Les années n’est pas une autobiographie, ou du moins n’est pas que cela.
C’(est) un récit glissant, dans un imparfait continu, absolu, dévorant le présent au fur et à mesure jusqu’à la dernière image d’une vie.
L’auteure se raconte certes, mais si peu. C’est à travers les événements, les faits de sociétés, les produits, la consommation qu’elle parle de ce qui a été son environnement, l’environnement de sa vie. Je n’ai pas son âge, mais ses souvenirs deviennent les miens, je me les approprie.
…l’exiguïté des logements obligeait les parents, les frères et les sœurs, à dormir dans la même chambre, la toilette continuait à se faire dans une cuvette, les besoins dans des cabinets au-dehors…
Elle construit l’Histoire et son histoire avec des éléments rassemblés comme indices ou preuves : il y a des photos
…en noir et blanc, en gros plan, une jeune femme et un petit garçon assis l’un près de l’autre (…) Ni la coiffure ni l’ensemble ne sont conformes à l’image qu’on donnera plus tard des années soixante-six ou sept, seule la jupe courte correspond à la mode lancée par Mary Quant.
Les extraits de son journal intime viennent traduire au milieu des descriptions précises des souvenirs les sentiments profonds qui l’habitaient. À cette même époque, elle écrivait :
Je n’ai plus d’idées du tout. Je n’essaie plus d’expliquer ma vie. Je suis une petite-bourgeoise arrivée.
Une casette vidéo tournée ne 1985 dans une classe de seconde où elle enseignait. On lui pose la question :
Quand vous aviez notre âge, comment imaginiez-vous votre vie ? Qu’est-ce que vous espériez ?
Il faudrait réfléchir… pour revenir à seize ans, être sûre… Il faudrait au moins une heure.
… Il faudrait replonger, stagner longtemps dans les images d’elle en classe de seconde, retrouver des chansons et des cahiers, relire le journal intime.
En écrivant Les années, l’intention d’Annie Ernaux est de
Sauver quelque chose du temps où l’on ne sera plus jamais.
Elle l’a fait pour elle, pour nous ses lecteurs qui nous accrochons à tous ces petits indices qui nous parlent de nos années, et à nous glisser dans les questionnements d’une femme qui les a traversées.
À l’heure qu’il est, les libraires font de la place pour accueillir la masse de la rentrée littéraire 2009. On a déjà oublié (ou presque) de quoi était faite la précédente.
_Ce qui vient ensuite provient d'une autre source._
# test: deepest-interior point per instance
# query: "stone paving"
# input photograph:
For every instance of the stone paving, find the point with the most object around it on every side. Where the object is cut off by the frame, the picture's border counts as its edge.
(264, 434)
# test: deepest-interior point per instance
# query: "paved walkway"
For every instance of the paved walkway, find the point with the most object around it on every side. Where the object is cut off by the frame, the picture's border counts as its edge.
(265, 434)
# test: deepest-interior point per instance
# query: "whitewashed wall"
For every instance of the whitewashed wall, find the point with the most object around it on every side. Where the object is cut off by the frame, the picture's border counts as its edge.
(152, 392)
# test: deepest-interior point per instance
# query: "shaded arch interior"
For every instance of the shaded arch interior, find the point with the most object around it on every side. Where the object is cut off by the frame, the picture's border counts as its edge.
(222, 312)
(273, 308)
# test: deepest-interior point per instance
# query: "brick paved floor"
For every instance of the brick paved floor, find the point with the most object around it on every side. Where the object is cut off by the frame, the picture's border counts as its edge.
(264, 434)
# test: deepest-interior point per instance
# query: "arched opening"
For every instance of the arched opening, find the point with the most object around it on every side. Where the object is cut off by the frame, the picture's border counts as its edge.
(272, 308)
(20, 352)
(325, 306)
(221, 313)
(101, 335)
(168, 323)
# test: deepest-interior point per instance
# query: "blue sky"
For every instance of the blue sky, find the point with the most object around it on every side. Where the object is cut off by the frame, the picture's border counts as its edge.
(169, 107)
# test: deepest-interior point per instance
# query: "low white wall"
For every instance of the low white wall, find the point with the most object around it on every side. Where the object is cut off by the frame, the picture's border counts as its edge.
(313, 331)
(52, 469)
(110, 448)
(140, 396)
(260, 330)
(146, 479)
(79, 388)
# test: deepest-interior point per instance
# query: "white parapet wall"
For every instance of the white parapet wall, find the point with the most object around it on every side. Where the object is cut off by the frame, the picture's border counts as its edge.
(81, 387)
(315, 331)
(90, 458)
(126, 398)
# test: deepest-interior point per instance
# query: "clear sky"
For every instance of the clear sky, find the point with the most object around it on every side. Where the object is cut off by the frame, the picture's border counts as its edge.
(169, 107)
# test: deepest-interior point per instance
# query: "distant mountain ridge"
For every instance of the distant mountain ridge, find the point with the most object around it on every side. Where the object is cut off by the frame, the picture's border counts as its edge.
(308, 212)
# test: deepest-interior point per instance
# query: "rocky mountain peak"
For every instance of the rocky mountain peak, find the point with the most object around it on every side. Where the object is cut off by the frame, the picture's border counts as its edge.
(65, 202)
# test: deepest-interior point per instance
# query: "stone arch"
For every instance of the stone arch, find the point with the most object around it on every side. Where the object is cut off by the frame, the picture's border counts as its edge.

La pause des vacances permet de vivre hors du temps, d’en oublier la cavalcade infernale, et divaguer au gré des désirs. C’est ainsi que les lectures viennent.
PS : J’avais fait quelques photos pour illustrer le blog, mais j’ai oublié le cordon de mon appareil. Dommage.
PS encore : Les grandes traversées sur France-Culture sont consacrées toute la semaine à Margueritte Duras. Podcast vivement conseillé.